Hong Kong editors sentenced in landmark case
By Tiffany May
HONG KONG — A judge in Hong Kong on Thursday (26) handed down sentences to two editors in a landmark case that showed how a crackdown by China has curtailed press freedoms in the once-freewheeling city.
The two journalists, Chung Pui-kuen, and his successor, Patrick Lam, were convicted in August of conspiring to publish seditious materials on Stand News, a now-defunct pro-democracy news site. Chung was sentenced to 21 months, and Lam, who has a serious health condition, to the time he had already served between his arrest and his release on bail — slightly less than a year.
Stand News, like several other news outlets in Hong Kong, was once an example of the civil liberties the city offered that were unimaginable in the rest of China. It pursued investigations exposing the government’s failures and gave voice to the city’s beleaguered pro-democracy movement.

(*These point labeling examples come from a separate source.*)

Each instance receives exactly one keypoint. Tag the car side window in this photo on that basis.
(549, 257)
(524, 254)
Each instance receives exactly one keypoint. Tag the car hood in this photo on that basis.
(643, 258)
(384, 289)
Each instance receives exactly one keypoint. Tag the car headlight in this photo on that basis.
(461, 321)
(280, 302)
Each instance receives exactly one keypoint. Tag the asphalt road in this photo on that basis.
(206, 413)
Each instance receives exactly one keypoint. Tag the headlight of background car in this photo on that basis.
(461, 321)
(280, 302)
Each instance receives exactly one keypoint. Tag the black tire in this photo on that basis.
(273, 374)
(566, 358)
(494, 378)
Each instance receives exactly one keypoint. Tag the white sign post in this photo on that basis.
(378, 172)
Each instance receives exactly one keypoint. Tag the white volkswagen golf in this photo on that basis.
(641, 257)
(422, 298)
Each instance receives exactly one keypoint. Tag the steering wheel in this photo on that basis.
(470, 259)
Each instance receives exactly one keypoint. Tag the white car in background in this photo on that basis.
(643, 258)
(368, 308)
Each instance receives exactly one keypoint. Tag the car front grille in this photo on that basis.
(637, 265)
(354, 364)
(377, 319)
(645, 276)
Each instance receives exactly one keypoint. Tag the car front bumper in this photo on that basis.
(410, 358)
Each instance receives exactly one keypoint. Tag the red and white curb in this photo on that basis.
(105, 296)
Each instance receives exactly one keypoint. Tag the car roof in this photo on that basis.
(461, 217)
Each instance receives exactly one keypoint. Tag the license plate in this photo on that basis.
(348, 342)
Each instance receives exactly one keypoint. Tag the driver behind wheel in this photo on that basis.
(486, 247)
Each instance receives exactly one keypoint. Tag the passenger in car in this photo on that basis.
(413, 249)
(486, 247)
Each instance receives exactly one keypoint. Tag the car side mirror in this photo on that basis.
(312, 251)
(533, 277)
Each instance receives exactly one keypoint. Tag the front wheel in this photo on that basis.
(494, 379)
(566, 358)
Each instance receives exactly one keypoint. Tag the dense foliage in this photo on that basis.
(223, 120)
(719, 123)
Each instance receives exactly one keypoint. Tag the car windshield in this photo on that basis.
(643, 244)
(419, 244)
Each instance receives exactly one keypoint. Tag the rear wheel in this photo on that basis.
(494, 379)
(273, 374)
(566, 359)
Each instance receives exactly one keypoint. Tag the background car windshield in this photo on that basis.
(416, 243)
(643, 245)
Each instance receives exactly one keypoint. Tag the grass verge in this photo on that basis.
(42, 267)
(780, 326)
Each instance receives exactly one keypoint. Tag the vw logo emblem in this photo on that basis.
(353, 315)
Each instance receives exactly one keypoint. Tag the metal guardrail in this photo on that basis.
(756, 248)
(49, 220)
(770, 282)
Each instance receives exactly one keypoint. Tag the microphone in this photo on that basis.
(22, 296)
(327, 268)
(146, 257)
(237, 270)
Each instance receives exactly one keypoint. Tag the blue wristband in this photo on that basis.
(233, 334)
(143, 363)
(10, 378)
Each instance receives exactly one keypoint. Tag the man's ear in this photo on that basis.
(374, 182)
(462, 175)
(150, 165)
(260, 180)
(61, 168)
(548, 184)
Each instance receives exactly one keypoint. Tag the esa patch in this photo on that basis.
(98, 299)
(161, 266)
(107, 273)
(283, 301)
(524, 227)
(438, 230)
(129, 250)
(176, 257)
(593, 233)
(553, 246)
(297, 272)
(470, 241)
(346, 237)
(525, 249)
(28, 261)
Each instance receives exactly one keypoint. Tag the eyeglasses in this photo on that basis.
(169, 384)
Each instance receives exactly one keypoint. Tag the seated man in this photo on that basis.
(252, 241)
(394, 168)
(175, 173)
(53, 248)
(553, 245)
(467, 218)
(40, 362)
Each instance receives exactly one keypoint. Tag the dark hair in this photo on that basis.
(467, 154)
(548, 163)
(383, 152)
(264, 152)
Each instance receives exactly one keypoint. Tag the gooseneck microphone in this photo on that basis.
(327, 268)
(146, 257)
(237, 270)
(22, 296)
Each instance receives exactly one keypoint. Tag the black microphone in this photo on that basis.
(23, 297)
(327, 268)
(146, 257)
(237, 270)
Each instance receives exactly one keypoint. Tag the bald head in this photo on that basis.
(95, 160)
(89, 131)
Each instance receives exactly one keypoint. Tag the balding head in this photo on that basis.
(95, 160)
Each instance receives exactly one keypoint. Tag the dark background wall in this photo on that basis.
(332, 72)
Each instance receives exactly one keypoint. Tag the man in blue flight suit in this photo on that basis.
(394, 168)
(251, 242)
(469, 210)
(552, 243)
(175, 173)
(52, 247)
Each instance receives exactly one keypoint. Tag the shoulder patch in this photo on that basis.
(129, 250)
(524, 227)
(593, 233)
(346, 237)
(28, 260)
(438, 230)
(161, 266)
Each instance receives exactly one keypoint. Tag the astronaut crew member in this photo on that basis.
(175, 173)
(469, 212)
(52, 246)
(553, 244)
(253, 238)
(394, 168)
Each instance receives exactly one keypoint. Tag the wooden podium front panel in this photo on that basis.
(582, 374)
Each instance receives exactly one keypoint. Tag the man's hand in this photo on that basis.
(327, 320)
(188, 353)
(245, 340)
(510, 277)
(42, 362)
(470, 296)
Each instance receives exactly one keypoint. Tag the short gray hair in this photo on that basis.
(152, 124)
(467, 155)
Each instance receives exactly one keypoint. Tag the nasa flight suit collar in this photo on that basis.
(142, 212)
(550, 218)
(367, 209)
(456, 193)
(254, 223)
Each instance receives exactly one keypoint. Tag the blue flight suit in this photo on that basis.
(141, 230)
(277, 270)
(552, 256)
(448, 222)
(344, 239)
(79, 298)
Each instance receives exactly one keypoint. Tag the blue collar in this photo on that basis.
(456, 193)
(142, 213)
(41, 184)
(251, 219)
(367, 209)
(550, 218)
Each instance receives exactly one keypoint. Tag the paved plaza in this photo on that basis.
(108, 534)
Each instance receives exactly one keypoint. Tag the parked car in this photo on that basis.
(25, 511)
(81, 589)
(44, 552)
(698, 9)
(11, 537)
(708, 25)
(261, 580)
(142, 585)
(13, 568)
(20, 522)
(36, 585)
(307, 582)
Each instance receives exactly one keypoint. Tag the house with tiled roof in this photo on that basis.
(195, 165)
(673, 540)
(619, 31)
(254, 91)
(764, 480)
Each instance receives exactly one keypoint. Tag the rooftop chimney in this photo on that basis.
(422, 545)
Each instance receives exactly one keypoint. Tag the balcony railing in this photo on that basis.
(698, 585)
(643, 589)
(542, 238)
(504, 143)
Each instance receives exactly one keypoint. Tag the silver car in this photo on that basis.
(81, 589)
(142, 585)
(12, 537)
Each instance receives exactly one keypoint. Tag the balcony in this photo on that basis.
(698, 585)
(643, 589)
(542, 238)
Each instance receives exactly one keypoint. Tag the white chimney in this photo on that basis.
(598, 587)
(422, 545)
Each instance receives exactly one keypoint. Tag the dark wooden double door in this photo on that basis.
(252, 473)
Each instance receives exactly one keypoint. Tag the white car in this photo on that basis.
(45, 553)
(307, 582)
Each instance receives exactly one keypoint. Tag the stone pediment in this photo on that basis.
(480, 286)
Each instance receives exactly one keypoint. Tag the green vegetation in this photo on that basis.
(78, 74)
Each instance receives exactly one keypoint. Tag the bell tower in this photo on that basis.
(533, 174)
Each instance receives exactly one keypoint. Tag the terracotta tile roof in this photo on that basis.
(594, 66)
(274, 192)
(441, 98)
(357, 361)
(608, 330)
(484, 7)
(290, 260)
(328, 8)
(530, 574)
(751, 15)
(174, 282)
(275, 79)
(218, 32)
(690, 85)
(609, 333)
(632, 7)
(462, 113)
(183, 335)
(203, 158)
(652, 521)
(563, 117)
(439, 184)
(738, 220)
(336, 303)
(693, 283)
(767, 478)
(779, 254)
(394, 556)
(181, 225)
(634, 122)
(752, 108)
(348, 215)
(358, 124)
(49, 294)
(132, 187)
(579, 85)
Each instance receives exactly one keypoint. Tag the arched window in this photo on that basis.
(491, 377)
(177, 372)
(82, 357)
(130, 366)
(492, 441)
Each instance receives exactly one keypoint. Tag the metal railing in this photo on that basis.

After anti-government protests roiled Hong Kong in 2019, Beijing crushed the opposition with a powerful national security law. But Stand News continued to publish pro-democracy voices in editorials and interviews.
The outlet closed after Chung and Lam were arrested in December 2021, when hundreds of police officers raided the newsroom and collected boxes of evidence.
After their arrests, both journalists were detained for nearly a year before being released on bail. Their trial started in October 2022 and lasted nearly two months, with the verdict postponed three times.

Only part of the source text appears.